Doxorubicin Hydrochloride-Loaded Nonionic Surfactant Vesicles to Treat Metastatic and Non-Metastatic Breast Cancer

Abstract

Doxorubicin hydrochloride (DOX) is currently used to treat orthotropic and metastatic breast cancer. Because of its side effects, the use of DOX in cancer patients is sometimes limited; for this reason, several scientists tried designing drug delivery systems which can improve drug therapeutic efficacy and decrease its side effects. In this study, we designed, prepared, and physiochemically characterized nonionic surfactant vesicles (NSVs) which are obtained by self-assembling different combinations of hydrophilic (Tween 20) and hydrophobic (Span 20) surfactants, with cholesterol. DOX was loaded in NSVs using a passive and pH gradient remote loading procedure, which increased drug loading from ∼1 to ∼45%. NSVs were analyzed in terms of size, shape, size distribution, zeta potential, long-term stability, entrapment efficiency, and release kinetics, and nanocarriers having the best physiochemical parameters were selected for further in vitro tests. NSVs with and without DOX were stable and showed a sustained drug release up to 72 h. In vitro studies, with MCF-7 and MDA MB 468 cells, demonstrated that NSVs, containing Span 20, were better internalized in MCF-7 and MDA MB 468 cells than NSVs with Tween 20. NSVs increased the anticancer effect of DOX in MCF-7 and MDA MB 468 cells, and this effect is time and dose dependent.
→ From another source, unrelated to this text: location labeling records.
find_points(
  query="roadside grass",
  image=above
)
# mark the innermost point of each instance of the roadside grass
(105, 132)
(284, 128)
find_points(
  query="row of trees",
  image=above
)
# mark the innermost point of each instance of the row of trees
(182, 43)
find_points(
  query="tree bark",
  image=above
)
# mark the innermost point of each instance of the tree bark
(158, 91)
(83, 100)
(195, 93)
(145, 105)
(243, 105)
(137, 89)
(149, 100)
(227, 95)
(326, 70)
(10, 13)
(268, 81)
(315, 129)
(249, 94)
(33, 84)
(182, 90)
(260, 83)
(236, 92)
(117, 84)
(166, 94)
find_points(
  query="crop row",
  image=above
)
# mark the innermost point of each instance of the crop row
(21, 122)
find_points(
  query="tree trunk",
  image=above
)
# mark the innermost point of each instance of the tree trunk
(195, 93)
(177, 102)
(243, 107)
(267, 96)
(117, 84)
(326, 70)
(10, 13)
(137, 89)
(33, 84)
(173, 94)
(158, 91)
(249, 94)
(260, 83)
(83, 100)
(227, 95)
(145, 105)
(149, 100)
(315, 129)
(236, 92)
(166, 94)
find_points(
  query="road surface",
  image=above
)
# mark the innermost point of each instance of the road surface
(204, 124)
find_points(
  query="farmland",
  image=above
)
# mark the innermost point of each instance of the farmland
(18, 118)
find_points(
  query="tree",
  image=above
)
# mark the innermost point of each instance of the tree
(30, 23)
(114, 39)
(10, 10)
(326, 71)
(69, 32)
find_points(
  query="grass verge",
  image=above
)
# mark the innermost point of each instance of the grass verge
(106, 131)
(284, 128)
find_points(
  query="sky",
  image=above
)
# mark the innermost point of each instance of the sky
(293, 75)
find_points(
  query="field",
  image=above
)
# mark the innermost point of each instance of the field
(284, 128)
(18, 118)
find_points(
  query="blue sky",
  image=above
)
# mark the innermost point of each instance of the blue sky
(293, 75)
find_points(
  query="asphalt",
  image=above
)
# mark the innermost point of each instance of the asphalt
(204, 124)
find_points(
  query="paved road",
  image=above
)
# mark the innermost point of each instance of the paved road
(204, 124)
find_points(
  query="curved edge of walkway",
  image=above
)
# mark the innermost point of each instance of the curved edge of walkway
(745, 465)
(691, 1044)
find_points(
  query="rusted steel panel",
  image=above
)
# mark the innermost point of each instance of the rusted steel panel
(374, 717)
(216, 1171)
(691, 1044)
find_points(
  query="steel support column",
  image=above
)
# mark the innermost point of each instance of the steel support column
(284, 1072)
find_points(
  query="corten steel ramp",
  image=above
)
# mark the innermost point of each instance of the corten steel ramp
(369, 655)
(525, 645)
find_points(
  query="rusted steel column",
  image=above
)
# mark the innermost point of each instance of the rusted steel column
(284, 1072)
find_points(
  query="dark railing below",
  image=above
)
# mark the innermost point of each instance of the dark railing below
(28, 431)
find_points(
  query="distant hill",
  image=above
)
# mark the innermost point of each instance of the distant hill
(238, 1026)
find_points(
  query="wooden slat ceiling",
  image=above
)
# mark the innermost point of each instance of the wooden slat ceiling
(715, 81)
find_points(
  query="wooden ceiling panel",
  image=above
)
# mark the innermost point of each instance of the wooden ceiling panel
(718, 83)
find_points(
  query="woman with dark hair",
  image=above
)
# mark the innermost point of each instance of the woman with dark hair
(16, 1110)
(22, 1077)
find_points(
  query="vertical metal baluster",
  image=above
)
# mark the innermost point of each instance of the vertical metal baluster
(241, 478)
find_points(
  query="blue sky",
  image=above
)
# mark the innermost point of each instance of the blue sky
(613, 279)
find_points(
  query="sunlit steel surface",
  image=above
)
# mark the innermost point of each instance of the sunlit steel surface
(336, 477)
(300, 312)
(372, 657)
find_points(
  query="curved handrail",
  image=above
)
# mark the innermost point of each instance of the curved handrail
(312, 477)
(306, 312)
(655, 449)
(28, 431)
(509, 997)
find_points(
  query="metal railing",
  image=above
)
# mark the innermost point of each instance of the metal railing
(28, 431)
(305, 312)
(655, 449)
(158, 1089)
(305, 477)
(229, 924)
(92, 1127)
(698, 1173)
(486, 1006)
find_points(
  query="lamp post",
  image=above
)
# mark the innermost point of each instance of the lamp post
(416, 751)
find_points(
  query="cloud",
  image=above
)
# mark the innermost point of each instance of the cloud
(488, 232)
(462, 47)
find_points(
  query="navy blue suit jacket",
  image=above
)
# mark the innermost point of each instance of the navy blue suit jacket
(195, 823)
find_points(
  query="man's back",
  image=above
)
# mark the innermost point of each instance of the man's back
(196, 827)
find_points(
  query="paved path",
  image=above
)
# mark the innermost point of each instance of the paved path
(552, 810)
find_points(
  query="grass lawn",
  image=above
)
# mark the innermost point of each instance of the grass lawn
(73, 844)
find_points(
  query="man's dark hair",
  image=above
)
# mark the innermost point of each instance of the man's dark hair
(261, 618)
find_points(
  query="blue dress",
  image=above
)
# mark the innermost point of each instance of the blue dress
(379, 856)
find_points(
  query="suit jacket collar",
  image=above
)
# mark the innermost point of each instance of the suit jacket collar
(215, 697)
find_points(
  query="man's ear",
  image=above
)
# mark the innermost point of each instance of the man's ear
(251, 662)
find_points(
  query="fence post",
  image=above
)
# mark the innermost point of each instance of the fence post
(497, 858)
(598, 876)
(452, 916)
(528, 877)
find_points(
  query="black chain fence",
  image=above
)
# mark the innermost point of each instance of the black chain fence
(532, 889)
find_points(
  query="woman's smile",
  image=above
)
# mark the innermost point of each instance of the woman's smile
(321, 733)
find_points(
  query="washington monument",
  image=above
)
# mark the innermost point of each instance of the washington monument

In vitro studies using metastatic and nonmetastatic breast cancer cells also demonstrated that NSVs, containing Span 20, had higher cytotoxicity than NSVs with Tween 20. The resulting data suggested that DOX-loaded NSVs could be a promising nanocarrier for the potential treatment of metastatic breast cancer.

Figure 1

Schematic representation of DOX pH remote loading through the niosomal membrane (A) and physicochemical characterization of empty and DOX-NSV1grad and DOX-NSV6grad (B). Statistical significance was setup at *p < 0.05 and was calculated by comparing the average sizes of NSV1grad and DOX-NSV1grad. Results are the average of three independent experiments ± S.D. (n = 3).

Figure 2

TEM images of empty and DOX-NSV1grad (top), and empty and DOX-NSV6grad (bottom). Images are representative of three independent experiments.

Figure 3

Serum stability of NSV1grad (A) and NSV6grad (B). Results are the average of three independent experiments ± S.D. (n = 3). The p values of <0.05 (*), <0.01 (**), and <0.001 (***), with respect to other DOX-NSVs.

Figure 4

(A) ΔBS (A, left) and ΔT (A, right) for NSV1grad and DOX-NSV1grad. (B) ΔBS (B, left) and ΔT (B, right) for NSV6grad and DOX-NSV6grad. The image is representative of three independent experiments ± S.D. (n = 3).

Figure 5

Kinetic destabilization profiles for NS1grad and DOX-NSV1grad (A) and NSV6grad and DOX-NSV6grad (B). The image is representative of three independent experiments ± S.D. (n = 3).

Figure 6

Schematic representation of DOX released from NSVsgrad in Hepes or Serum/Hepes (A), kinetics release of DOX from NSV1grad (B), and NSV6grad (C). Results are the average of three independent experiments ± S.D. (n = 3). The p values of <0.05 (*), <0.01 (**), and <0.001 (***), with respect to Hepes.

Figure 7

MCF-7 cell viability upon incubation times at 24 (A), 48 (B), and 72 h (C) with different concentrations of free DOX, DOX-NSV1grad, and DOX-NSV6grad. Results are the average of three independent experiments ± S.D. (n = 3). The statistical analysis of cytotoxicity data is available in the Supporting Information (Table S2).

Figure 8

MDA MB 468 cell viability upon incubation times at 24 (A), 48 (B), and 72 h (C) with different concentrations of free DOX, DOX-NSV1grad, and DOX-NSV6grad. Results are the average of three independent experiments ± S.D. (n = 3). The statistical analysis for the cytotoxicity data is available in the Supporting Information (Table S2).

Figure 9

Confocal microscopy analysis of rhodamine-DHPE NSV6grad at 6 and 24 h post incubation with MCF-7 and MDA MB 468 cells. The image is representative of three independent experiments (n = 3).